To make use of a monitoring system, your system must be instrumented. In some cases, code need to be added to a system in order to expose its inner state. For example, if a simple program contains a pool of connections to another service, you might want to keep track of the size of that pool and the number of unused connections at any given time. In order to do so, a developer must write some code in the connection pool logic to keep track of when connections are formed or destroyed, when they are handed out, and when they are returned. This might take the form of log entries or events for each of these, or you might increment and decrement the metric for the size of the queue, or you might increment an absolute metric called connection_number each time a connection is created, or each time a pool is expanded. In other cases, like when you are using HiQ, you don’t have to explicit instrument your code. HiQ will implicitly instrument your code without touching the target code.

Metrics

Metrics can be categorized into two types: business metrics and system metrics. Business metrics are quantified measures relavent to business logic and normally used to make business decision. System metrics are quantitative measures of the software system, such as latency, memory, CPU load, disk I/O, network I/O. HiQ is able to handle both metrics.

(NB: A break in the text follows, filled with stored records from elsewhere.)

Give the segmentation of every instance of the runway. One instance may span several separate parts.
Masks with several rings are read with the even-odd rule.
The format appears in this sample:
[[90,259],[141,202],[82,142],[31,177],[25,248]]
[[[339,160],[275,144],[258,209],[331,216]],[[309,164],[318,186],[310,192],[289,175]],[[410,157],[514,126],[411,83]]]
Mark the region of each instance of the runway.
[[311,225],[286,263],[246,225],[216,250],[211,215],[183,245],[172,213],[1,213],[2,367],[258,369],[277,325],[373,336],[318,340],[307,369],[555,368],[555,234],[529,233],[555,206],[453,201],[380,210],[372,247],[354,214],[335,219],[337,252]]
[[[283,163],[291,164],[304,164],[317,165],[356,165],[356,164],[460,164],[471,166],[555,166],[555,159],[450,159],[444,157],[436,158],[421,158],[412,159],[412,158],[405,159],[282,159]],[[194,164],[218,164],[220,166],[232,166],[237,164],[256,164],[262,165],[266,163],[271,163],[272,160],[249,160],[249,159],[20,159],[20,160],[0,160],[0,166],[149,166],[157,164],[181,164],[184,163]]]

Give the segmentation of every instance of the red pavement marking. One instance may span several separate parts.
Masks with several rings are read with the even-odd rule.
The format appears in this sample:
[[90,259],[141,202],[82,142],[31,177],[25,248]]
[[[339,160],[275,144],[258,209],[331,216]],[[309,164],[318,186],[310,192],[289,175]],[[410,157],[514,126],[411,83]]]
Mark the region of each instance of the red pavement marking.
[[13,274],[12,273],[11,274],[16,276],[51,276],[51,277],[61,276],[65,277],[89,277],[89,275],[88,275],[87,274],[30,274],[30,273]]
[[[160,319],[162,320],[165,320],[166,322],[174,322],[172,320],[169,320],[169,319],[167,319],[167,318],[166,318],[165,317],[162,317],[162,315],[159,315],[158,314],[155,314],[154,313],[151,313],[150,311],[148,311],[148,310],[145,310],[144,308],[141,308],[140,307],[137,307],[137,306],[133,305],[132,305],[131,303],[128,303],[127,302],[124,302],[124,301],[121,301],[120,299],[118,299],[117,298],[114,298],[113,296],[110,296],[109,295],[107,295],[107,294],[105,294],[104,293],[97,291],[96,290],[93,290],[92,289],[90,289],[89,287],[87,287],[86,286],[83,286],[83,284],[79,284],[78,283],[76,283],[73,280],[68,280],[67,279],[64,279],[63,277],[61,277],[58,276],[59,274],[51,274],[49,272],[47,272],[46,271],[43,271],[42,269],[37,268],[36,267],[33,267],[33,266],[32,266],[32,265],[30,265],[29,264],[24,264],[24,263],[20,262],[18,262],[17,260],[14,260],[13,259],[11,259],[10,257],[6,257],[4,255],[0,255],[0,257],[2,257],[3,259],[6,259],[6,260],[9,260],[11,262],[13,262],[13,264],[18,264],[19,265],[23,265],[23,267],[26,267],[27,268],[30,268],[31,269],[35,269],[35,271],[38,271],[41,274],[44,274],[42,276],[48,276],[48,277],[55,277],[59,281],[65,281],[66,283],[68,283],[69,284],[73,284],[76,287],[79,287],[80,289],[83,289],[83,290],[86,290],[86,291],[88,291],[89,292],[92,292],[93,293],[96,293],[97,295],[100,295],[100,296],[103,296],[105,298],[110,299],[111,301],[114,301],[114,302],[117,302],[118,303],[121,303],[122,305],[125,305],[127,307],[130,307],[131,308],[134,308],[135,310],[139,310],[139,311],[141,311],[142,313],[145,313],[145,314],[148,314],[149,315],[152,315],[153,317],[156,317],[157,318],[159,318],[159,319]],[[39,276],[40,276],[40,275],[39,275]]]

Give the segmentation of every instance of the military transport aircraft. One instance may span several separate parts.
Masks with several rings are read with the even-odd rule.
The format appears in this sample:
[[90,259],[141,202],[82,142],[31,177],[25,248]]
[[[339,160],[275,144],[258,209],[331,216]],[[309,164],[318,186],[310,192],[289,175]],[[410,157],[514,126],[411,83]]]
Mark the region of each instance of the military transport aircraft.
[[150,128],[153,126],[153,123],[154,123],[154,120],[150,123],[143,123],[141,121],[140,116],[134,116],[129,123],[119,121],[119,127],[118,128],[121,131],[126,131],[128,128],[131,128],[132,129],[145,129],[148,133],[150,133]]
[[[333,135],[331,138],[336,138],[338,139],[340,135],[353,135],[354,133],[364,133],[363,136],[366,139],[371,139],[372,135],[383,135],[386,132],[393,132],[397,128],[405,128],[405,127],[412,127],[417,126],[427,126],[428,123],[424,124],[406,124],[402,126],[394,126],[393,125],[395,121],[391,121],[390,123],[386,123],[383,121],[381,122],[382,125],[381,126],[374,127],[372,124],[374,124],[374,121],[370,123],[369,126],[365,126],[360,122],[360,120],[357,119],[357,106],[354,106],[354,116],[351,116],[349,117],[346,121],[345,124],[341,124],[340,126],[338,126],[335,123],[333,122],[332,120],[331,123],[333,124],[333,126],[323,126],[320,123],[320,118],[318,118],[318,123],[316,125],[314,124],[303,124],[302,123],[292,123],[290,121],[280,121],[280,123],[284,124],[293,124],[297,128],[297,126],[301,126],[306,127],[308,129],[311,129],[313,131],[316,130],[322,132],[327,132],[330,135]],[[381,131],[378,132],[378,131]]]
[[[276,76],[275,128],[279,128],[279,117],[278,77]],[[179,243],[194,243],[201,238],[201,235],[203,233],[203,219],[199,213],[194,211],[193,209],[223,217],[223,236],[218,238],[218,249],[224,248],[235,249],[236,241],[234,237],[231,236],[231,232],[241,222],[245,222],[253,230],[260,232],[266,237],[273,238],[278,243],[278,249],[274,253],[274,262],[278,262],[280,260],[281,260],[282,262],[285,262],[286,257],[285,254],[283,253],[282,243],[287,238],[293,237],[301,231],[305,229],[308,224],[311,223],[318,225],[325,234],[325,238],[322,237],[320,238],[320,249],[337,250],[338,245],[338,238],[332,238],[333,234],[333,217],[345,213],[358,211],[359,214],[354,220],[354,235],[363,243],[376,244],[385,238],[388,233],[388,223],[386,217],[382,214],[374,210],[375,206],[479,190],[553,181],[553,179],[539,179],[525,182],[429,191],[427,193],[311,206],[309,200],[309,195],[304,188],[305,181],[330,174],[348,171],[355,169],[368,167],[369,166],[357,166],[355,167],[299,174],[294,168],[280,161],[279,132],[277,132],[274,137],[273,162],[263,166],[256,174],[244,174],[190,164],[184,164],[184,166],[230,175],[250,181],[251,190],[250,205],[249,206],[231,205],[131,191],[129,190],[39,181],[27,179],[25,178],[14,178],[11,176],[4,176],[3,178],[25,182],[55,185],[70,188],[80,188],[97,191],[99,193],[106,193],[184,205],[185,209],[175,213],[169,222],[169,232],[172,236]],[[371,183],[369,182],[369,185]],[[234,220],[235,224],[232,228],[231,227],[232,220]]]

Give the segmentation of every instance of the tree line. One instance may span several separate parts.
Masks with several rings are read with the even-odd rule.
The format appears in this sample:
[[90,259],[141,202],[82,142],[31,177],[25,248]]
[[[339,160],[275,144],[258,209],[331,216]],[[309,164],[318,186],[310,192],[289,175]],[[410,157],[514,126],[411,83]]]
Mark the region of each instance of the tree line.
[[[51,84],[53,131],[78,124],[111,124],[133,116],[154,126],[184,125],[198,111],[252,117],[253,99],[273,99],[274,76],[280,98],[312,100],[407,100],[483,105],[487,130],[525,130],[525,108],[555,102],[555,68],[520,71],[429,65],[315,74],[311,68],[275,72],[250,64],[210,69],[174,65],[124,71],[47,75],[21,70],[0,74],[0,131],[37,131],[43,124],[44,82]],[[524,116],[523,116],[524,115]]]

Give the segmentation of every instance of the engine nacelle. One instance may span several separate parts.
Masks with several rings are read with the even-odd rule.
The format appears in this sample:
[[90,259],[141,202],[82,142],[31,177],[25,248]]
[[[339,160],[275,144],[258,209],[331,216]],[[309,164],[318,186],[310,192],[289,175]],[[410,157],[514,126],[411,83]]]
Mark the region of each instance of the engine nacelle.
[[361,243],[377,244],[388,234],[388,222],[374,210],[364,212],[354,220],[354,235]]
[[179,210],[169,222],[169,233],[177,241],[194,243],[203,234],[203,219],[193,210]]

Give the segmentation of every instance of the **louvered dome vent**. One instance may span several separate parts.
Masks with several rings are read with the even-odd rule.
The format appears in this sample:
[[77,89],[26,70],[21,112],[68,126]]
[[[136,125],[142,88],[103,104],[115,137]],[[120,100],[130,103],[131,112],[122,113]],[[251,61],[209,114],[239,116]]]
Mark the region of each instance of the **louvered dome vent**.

In monitoring and observability context, metrics, from another perspective, can be categorize into different types. Different software or organizations have different ways, for instance, GCP use 3 types way and they call it Kind instead of type , Prometheus uses 4 types. In HiQ, we only use two types only: abs metric and delta metric.

Abs

A abs metric, in which the value measures a specific instant in time. For example, metrics measuring CPU utilization are absolute metrics; each point records the CPU utilization at the time of measurement. Some other examples of a absolute metric are the current temperature, current time, and current memory resident set size.

Delta

A delta metric, aka relative metric, in which the value measures the change since it was last recorded. For example, metrics measuring request counts are delta metrics; each value records how many requests were received since the last data point was recorded. The delta is always the end value minus start value. Please be noted delta metric could be negative. Some other examples of a delta metric are the latency, memory cost, and network I/O traffic.

Compared with Google and Prometheus’ definition, HiQ abs metric is equivalent to Google and Prometheus’s gauge metric, and HiQ’s delta metric is equivalent to Google’s delta and cumulative metrics and Prometheus’s counter.

HiQ Google Prometheus
abs gauge gauge
delta delta, cumulative counter

Ref:

  • https://prometheus.io/docs/concepts/metric_types/

  • https://cloud.google.com/monitoring/api/v3/kinds-and-types#metric-kinds

Application Performance Monitoring

APM (Application Performance Monitoring) provides a comprehensive set of features to monitor applications and diagnose performance issues. It has a very long history and covers very broad areas like including hardware performance monitoring. Although the name has word monitoring inside, it is more like an observability tool. It has become a profitable business for many companies and used frequently in sales and marketing context, like this one: Application Performance Monitoring Tools Reviews 2021 by Gartner. In early times, APM is more for monolitic applications, but now it has expanded to distributed systems.

Distributed Tracing

Distributed tracing, sometimes called distributed request tracing, is a method to monitor applications built on a microservices architecture.

IT and DevOps teams use distributed tracing to follow the course of a request or transaction as it travels through the application that is being monitored. This allows them to pinpoint bottlenecks, bugs, and other issues that impact the application’s performance.

In 2010, Google put online a paper, Dapper, a Large-Scale Distributed Systems Tracing Infrastructure, which starts the new era of distributed tracing. 2019 started with the merge of OpenTracing and OpenCensus into OpenTelemetry, so that the industry started to have a unified standard for distributed tracing. Now all APM vendors provide distributed tracing features.